You must observe that there have been three dispensations of the covenant of grace, Patriarchal, Mosaick, and Christian. Revelations were made to prophets and holy men, from the very time of the first apostacy. We are not told of the precise manner in which a communication was made of the threatening and doom pronounced on the tempter, nor of the gracious intimation given to our first parents immediately after the fall, that the seed of the woman should bruise the serpent's head: Yet we are explicitly informed of the fact, that these communications were made; and we have reason to believe, as already observed, that the faith of our first parents in the intimation of a Messiah to come, was effectual to their salvation. We are expressly informed, in the New Testament, that Enoch, the seventh from Adam, was a prophet; and a part of his prophecy, or the subject of it, is given us.
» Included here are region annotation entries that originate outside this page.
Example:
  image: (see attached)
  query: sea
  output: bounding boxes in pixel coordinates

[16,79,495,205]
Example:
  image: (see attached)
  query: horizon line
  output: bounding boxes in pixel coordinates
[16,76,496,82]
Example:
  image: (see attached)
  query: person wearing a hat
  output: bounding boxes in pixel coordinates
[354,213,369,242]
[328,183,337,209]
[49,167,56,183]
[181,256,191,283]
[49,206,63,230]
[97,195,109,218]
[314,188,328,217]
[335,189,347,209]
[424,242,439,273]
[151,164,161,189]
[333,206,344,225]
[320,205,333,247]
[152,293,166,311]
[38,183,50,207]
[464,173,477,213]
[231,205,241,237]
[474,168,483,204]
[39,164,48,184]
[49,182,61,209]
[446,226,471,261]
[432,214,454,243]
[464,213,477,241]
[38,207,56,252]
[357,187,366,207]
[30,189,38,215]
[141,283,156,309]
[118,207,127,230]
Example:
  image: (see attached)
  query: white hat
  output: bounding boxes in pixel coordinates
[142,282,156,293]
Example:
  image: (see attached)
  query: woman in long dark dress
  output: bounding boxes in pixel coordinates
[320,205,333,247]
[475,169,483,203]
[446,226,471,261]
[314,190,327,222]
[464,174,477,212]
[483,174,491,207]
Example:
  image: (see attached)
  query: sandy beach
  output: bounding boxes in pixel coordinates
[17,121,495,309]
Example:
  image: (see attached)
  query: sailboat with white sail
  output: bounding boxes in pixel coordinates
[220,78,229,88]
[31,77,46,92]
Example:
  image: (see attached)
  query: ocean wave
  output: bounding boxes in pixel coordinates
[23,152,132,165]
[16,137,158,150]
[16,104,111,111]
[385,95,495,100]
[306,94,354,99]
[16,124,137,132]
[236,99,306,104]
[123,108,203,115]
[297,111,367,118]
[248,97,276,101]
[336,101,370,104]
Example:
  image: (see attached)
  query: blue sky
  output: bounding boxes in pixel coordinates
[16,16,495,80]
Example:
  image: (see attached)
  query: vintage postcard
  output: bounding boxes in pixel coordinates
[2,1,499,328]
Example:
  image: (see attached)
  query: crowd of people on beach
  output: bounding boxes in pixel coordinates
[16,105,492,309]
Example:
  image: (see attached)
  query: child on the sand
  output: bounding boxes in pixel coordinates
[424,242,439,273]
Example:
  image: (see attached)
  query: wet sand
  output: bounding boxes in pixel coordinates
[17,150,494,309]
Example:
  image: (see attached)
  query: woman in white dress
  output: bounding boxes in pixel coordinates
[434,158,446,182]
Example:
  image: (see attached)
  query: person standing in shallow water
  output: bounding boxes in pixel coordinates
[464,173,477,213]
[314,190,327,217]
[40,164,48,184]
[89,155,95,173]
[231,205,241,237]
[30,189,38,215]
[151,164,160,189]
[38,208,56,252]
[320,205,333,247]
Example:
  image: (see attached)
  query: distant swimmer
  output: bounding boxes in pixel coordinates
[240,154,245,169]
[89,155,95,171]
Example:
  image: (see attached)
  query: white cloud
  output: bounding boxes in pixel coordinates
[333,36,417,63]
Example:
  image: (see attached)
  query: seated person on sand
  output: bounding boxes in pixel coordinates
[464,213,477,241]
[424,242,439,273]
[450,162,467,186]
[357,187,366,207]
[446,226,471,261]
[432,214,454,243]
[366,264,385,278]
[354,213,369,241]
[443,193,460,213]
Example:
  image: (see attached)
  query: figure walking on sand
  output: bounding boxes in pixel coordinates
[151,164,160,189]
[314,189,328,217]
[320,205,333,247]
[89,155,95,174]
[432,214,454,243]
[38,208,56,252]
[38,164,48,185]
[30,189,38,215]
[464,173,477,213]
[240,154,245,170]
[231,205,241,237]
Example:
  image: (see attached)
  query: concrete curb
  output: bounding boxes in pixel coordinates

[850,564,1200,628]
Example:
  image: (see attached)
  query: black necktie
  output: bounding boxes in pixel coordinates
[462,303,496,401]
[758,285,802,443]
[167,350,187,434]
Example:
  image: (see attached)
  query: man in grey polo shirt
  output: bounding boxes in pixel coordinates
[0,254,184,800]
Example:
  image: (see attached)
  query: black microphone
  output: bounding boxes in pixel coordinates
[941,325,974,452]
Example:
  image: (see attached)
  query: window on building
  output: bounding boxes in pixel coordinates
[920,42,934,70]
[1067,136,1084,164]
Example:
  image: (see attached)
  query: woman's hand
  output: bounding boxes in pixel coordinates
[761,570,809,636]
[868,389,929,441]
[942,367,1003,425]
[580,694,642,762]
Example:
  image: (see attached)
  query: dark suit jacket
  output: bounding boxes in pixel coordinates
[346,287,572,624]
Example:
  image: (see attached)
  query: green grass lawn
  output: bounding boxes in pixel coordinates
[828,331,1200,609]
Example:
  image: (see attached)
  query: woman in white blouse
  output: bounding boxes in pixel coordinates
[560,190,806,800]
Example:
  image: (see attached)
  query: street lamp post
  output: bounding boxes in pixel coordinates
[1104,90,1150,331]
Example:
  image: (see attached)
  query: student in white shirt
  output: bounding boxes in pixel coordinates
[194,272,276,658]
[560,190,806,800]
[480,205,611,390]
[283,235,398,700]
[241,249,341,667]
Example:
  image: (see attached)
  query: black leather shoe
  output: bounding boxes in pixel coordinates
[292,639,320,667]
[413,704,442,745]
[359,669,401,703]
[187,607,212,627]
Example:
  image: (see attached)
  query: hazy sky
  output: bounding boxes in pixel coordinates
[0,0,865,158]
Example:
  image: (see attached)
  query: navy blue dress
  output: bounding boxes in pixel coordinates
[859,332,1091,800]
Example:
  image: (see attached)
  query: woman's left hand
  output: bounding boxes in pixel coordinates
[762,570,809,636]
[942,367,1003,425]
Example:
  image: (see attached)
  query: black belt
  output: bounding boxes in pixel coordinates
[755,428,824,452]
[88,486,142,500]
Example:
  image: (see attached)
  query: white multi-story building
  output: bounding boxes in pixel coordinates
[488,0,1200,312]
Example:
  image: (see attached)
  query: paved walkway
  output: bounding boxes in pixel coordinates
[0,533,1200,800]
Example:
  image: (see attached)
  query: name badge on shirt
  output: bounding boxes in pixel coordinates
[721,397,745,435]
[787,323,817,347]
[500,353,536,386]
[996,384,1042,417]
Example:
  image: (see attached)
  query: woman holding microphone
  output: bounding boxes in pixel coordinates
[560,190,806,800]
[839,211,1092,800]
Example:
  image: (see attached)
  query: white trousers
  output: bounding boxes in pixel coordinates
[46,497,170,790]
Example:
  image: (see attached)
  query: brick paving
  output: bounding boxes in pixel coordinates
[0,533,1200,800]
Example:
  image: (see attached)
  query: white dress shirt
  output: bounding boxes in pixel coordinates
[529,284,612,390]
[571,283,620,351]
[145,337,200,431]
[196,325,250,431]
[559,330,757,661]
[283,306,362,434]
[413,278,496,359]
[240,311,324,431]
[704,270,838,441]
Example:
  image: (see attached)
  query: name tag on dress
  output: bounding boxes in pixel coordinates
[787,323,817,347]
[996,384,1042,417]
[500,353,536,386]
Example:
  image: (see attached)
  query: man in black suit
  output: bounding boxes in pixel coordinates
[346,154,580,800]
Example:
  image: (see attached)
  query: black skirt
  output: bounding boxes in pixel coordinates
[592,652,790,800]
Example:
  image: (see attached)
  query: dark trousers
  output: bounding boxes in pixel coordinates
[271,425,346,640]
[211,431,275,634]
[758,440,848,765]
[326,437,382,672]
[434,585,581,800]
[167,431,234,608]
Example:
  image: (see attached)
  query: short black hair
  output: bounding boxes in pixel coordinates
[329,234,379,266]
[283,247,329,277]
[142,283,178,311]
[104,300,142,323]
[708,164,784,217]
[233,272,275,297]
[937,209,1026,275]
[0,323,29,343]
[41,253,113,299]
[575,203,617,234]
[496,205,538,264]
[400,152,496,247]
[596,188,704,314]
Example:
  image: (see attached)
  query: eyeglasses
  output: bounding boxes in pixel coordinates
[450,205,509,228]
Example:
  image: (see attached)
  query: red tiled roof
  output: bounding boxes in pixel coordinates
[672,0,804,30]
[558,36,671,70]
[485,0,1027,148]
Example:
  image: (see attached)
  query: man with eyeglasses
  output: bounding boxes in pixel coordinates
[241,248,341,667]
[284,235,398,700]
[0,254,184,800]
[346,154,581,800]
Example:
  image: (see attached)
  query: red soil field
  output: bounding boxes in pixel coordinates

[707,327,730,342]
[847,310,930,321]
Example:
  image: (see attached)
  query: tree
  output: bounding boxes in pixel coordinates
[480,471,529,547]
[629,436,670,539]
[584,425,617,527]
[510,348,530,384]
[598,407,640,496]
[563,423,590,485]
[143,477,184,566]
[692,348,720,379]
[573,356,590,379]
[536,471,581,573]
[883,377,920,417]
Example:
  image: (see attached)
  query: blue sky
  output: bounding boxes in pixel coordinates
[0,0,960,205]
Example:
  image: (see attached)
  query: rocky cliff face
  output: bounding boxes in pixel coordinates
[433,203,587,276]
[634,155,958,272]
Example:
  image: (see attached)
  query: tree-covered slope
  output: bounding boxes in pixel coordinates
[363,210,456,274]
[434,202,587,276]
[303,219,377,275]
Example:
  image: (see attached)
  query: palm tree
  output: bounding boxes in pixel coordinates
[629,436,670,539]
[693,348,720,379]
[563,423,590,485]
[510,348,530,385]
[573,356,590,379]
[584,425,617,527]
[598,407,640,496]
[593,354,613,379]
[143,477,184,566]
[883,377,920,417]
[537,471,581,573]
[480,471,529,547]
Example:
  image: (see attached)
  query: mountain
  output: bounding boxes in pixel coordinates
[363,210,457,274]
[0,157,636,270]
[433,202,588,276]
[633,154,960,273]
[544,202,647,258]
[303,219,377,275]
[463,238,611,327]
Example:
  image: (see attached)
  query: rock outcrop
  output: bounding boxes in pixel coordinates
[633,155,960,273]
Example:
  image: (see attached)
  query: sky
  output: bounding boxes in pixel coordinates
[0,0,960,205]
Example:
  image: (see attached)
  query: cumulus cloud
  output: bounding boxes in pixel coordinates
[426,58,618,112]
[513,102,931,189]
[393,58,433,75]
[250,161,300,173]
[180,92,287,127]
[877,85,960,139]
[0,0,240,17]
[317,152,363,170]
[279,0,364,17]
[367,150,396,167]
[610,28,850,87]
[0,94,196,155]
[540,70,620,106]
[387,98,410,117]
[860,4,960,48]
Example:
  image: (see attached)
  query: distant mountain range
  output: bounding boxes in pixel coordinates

Divine communications, after this, were made to Noah, to Melchisedeck, to Abraham, to Isaac, to Jacob, to

Joseph, and it is probable to several others, till the time of Moses.

Moses was the most eminent prophet of the dispensation to which he has given name. He wrote the first five books of the Bible, which from their number are denominated the Pentateuch. He has given us the history of the creation, of the fall of man, of the antediluvian world, and of the church up to his own time. It is of no consequence to know, if it were possible to know-which it is not-how much of this early history Moses might be able to give from authentick tradition; which, before the use of letters and during the long lives of the antediluvians, was doubtless much more aceurate than with us at present. That much of these things was then known by tradition to others, as well as to Moses, there is no reason to question. But we are sure that the history of the creation itself could not be known to any mortal, but by a revelation from God: And if revealed, as it no doubt was, to Adam, Moses, who wrote under the guidance of inspiration, was preserved from all error, in the account he gave both of this and of subsequent events. In whatever manner his information was acquired, whether by tradition or revelation, or both, the portion that has come down to us. was just as much as God saw meet to be put on record. The whole, I repeat, was at least verified by an unerring revelation to Moses; so that all errors of tradition, if errors there were, were corrected; and an account free from all inaccuracy, was thus secured, for the use of the church to the end of time.

After Moses there was a succession of prophets-with some intervals between the death of one and the appearance of another-till the time of Malachi; which was about 400 years before the birth of Christ. Prophecy then ceased, till the time of John the Baptist.

In so common a book as Cruden's Concordance, under the word prophet, you may find an account of the order and times in which the prophets of the Old Testament appeared, and of the standing, as to authority, which they had among the Jews.